3° Autour des 10 % fatidiques, la bataille électorale risque d’être rude, ou un peu démagogique, voire corporatiste afin de grappiller les voix estimées manquantes. Ces voix seront d’ailleurs plutôt celles des collègues en CDI que celles des CDD et autres mis à disposition : le délégué va lui aussi se recentrer sur son cœur de mandat, voire développer un syndicalisme de services.

4° Côté patronal, caler la négociation annuelle obligatoire ou toute autre négociation sensible (PSE…) quelques mois avant le scrutin est désormais une bien mauvaise idée.
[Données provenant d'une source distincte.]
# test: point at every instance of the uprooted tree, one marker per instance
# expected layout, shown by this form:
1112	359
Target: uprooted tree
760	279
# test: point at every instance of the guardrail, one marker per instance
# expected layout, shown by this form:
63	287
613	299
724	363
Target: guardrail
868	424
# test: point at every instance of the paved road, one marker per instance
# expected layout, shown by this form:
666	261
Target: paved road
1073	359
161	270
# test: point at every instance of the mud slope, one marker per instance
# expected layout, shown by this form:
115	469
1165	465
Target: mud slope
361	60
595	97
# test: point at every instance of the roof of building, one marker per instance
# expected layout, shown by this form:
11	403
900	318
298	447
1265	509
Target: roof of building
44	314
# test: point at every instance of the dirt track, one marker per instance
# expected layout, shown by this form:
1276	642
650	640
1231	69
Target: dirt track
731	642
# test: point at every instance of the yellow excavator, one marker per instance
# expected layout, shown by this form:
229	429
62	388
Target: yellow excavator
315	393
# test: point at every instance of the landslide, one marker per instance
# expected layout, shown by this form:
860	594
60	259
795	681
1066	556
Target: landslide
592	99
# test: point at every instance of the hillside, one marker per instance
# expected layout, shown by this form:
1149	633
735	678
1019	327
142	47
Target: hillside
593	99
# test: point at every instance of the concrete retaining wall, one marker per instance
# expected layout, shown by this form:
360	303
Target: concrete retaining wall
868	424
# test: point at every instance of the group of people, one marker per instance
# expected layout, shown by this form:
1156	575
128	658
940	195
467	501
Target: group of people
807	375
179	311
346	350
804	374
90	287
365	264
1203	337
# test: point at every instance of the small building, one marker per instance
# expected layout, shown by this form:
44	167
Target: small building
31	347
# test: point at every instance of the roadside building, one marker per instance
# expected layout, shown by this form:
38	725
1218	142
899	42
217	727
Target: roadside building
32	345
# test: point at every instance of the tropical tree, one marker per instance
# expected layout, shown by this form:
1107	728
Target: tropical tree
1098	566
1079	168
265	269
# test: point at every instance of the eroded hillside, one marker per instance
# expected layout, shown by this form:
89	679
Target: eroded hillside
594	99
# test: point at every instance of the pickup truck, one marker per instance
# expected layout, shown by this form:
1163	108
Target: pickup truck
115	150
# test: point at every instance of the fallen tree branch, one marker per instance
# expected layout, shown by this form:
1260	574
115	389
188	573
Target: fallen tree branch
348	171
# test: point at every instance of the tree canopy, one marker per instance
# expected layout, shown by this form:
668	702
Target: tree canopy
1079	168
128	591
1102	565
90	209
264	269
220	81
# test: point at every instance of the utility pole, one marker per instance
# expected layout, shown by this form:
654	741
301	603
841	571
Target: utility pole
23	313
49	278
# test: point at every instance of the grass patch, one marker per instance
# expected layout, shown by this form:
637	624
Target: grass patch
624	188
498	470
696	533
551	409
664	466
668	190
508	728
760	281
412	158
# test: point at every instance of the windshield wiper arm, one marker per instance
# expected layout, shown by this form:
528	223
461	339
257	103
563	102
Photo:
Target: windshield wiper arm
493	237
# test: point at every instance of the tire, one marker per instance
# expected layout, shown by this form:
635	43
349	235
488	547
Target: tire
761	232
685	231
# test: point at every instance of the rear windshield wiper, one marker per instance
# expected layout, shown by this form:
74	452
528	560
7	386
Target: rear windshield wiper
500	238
Côté syndical, en revanche, il n’est pas impossible qu’une section en danger et son très dynamique représentant, dont on n’a pas fini de parler, qui n’ont plus rien à perdre, déclenchent un conflit sur des revendications ratissant large pour se rappeler au bon moment au bon souvenir des électeurs.

Et en attendant les prochaines élections ? La présomption de représentativité, qui n’est plus irréfragable, a de beaux restes : « Jusqu’aux résultats des premières élections professionnelles dans l’entreprise ou l’établissement, est présumé représentatif tout syndicat affilié à l’une des organisations syndicales de salariés représentatives au niveau national et interprofessionnel à la date de publication de la présente loi, ainsi que tout syndicat représentatif à ce niveau à la date de cette publication. »

Nombre de représentants du personnel CFTC, CFE-CGC, voire FO, mais également CGT ou CFDT là où elles sont faiblement implantées, ont encore quelques mois ou années pour travailler au corps leur corps électoral afin de parvenir au seuil fatidique de 10 % au prochain scrutin. À moins d’un autre big bang aux élections prud’homales du 3 décembre 2008, cette fois : élections ne jouant officiellement aucun rôle dans le nouveau système, mais auxquelles tout le monde pense.

FLASH
Quid dans les branches ou dans l’inter- profession ?

Dans les quatre ans qui viennent (un cycle complet d’élections), le ministère du Travail va devoir consolider les résultats de toutes les entreprises, branche par branche, puis au niveau interprofessionnel. On lui souhaite vraiment bon courage vu les nouveaux enjeux, mais aussi l’état actuel de la collecte de ces données aujourd’hui si sensibles, par exemple dans les 200 branches regroupant moins de 5 000 salariés. Bref, premier résultat des courses au mieux début 2013 pour les conventions collectives de branche et les accords interprofessionnels puisque les décrets ne paraîtront que dans quelques semaines.

Et en attendant ?

Rien ne change… ou presque : « Jusqu’à la première détermination des organisations syndicales de salariés reconnues représentatives au niveau de la branche professionnelle, sont présumés représentatifs à ce niveau les syndicats affiliés aux organisations syndicales de salariés représentatives au niveau national et interprofessionnel mentionnées au II du présent article, et les organisations syndicales de salariés déjà représentatives au niveau de la branche à la date de publication de la présente loi. » Idem au niveau interprofessionnel.

La présomption simple de représentativité du « club des cinq », qui pourrait bientôt passer à six (arrivée de l’Unsa) puis redescendre à cinq (fusion Unsa-CGC), n’est pas encore morte.